To the best of their knowledge, researchers have discovered for the first time evidence of Roman crucifixion in Great Britain. The skeletal remains of a man with a nail in his heel were found during archaeological excavations in the village of Feinstanton, about 90 kilometers north of London, the PA news agency reported on Wednesday.

This is a well-preserved example that is almost unique because of the nail remaining in the bone, said Corinne Duhigg, an expert at the University of Cambridge. “This shows that even the inhabitants of this small settlement on the edge of the empire could not escape the most barbaric Roman punishment.”

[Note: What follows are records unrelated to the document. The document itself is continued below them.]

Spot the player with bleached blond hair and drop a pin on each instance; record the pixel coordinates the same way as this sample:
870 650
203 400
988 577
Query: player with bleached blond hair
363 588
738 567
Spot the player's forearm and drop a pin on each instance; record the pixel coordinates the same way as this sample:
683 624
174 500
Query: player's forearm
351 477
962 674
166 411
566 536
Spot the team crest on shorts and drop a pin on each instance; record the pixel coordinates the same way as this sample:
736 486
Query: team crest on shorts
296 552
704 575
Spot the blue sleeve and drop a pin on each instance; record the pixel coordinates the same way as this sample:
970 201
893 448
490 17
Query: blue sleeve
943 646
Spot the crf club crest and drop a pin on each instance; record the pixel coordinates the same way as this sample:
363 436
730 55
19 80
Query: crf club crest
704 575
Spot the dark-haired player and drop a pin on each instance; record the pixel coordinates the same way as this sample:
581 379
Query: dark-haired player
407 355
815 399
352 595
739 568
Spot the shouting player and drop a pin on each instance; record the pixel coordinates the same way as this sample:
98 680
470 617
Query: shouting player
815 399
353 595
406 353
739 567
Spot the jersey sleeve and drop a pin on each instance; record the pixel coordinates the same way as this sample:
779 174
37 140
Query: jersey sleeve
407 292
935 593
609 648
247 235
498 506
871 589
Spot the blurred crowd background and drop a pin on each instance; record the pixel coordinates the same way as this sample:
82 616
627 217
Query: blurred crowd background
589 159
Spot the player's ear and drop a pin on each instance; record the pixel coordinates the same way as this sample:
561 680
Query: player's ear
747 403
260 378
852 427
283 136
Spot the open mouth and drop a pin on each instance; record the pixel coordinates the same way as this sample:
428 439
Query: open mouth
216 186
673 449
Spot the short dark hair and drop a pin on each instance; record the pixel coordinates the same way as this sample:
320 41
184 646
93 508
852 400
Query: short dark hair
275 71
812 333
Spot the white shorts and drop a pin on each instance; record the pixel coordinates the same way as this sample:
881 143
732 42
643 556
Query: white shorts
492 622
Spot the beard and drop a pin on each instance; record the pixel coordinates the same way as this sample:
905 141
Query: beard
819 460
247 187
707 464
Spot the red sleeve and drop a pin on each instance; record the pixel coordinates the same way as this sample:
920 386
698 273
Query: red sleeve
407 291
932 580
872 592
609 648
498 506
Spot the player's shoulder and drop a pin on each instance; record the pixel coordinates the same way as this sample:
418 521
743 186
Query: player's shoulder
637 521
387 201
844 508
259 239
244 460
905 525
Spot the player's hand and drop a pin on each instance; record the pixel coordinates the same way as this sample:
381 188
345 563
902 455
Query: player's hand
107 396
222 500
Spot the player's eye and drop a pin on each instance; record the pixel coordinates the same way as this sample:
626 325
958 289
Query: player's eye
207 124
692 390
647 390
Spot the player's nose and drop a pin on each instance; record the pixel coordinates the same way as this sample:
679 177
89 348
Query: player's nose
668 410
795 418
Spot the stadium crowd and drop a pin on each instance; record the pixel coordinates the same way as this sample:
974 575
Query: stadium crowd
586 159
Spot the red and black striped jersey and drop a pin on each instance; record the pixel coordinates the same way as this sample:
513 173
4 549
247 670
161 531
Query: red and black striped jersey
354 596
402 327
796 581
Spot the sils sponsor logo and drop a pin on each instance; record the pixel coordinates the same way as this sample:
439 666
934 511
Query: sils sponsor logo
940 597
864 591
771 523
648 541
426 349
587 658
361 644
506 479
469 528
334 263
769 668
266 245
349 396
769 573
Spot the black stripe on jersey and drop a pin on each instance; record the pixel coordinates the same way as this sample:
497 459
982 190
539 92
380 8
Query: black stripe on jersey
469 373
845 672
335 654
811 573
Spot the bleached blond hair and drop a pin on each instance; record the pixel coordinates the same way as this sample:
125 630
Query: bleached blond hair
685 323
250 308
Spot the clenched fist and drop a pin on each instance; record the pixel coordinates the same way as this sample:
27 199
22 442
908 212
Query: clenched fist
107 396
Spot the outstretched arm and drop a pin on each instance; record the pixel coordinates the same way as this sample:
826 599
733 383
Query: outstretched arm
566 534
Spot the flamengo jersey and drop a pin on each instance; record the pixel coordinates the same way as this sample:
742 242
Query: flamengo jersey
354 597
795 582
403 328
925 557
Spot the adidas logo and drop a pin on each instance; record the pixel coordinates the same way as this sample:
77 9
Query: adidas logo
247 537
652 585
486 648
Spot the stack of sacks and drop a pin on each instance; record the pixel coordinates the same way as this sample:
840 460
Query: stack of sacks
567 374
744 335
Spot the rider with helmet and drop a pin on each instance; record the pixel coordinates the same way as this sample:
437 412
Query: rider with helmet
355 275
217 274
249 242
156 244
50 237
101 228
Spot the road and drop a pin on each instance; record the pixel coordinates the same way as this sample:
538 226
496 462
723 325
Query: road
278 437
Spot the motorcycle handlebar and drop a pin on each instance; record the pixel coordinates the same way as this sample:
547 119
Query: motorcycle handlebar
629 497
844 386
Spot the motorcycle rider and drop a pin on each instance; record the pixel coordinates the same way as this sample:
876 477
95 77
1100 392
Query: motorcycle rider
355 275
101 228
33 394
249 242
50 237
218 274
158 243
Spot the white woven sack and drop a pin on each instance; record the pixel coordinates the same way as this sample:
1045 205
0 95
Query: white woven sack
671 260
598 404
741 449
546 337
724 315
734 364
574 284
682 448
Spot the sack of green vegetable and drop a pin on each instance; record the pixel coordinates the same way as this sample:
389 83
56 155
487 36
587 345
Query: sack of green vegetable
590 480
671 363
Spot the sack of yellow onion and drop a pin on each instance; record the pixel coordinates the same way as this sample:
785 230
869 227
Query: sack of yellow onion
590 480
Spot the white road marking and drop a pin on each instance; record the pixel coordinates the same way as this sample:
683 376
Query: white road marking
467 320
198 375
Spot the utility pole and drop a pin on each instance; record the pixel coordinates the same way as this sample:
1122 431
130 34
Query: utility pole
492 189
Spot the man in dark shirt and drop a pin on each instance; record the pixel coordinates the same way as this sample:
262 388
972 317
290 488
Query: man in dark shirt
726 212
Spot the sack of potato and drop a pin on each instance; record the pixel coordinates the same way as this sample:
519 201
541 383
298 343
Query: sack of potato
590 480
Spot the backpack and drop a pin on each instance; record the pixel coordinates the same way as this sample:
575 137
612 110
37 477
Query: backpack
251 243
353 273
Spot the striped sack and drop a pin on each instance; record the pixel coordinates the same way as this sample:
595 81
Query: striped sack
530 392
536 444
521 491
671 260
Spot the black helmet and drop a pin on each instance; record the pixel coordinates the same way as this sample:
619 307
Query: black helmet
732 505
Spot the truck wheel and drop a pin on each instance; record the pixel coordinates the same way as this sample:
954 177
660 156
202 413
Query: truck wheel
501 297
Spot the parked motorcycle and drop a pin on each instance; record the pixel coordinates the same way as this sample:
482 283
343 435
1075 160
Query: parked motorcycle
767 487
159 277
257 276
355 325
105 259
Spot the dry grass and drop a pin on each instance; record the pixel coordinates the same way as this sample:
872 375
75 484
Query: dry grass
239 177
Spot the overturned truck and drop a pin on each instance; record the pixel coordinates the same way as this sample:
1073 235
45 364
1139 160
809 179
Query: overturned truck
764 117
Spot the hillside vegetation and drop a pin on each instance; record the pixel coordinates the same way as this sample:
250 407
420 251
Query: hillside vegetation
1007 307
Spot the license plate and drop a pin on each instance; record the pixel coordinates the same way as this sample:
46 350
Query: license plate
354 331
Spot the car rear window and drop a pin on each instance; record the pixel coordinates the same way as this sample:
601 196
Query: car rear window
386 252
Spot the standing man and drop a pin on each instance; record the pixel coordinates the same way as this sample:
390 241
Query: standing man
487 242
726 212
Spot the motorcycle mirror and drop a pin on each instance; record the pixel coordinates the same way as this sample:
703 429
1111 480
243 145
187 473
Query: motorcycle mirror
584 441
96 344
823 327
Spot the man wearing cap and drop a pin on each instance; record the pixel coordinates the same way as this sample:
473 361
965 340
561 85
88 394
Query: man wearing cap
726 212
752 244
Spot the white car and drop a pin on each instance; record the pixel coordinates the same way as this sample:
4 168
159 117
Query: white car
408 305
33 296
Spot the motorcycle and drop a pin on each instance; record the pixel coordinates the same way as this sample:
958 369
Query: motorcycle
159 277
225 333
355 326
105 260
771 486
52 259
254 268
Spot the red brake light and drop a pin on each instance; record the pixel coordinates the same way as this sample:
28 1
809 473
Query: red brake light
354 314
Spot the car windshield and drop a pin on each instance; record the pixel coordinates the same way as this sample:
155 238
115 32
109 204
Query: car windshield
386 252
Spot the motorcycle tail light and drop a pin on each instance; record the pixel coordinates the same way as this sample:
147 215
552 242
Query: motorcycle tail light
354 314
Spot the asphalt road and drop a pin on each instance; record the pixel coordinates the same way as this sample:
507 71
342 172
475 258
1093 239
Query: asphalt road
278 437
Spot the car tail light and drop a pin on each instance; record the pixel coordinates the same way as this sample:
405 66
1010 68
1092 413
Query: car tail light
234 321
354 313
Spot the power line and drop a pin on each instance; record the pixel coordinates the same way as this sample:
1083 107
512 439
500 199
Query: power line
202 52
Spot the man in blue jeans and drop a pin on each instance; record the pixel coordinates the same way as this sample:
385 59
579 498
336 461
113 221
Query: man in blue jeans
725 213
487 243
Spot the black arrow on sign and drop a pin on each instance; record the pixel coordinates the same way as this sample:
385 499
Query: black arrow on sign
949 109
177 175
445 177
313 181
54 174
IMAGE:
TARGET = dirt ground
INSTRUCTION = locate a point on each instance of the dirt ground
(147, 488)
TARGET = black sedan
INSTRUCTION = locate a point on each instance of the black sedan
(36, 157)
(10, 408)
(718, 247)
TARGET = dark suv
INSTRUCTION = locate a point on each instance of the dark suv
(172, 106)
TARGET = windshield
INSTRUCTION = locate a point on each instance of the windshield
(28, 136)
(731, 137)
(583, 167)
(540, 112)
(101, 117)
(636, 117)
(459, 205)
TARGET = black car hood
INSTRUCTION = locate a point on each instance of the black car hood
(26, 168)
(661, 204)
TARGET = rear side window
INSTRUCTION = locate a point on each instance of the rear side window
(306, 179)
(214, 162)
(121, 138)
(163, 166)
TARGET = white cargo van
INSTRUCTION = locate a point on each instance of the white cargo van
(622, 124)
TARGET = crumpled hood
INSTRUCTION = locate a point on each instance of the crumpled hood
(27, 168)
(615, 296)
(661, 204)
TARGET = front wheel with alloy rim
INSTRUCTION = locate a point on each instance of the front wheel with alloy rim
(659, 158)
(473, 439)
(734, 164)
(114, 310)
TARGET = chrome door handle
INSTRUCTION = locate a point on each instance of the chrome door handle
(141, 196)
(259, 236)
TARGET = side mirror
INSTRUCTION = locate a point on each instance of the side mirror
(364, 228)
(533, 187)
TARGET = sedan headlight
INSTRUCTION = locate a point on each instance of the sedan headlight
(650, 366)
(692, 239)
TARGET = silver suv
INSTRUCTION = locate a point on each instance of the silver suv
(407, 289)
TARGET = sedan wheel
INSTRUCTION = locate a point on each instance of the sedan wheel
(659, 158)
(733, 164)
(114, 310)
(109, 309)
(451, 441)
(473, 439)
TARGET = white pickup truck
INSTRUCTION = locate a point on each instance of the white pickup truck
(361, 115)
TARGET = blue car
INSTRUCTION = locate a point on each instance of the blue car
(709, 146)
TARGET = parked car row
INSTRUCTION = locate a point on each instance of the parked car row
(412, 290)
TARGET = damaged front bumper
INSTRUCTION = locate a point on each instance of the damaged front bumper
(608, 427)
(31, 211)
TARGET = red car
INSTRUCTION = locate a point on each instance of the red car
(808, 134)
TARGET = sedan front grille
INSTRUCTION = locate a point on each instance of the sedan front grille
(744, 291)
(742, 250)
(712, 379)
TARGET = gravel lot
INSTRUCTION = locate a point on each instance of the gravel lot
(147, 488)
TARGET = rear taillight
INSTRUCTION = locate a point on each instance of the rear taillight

Duhigg said that there is only one similar example of crucifixion in the world, namely in Israel. There are also two such cases in Italy and Egypt which have not yet been confirmed.

Crucifixion was common in the Roman Empire

So crucifixion was common in the Roman Empire. However, according to the expert, there are only a few surviving examples because nails were not always used. Many of the victims were tied with T-shaped crosses. In addition, nails were often reused or made into amulets. Cruel punishment was abolished by Emperor Constantine in the 4th century.

In 2017, a total of five small cemeteries with 40 buried adults and 5 children were discovered at the burial site in Feinstanten. Duhigg said the skeleton of Christ crucified had other injuries and evidence of abuse. The researchers have not yet published their results scientifically.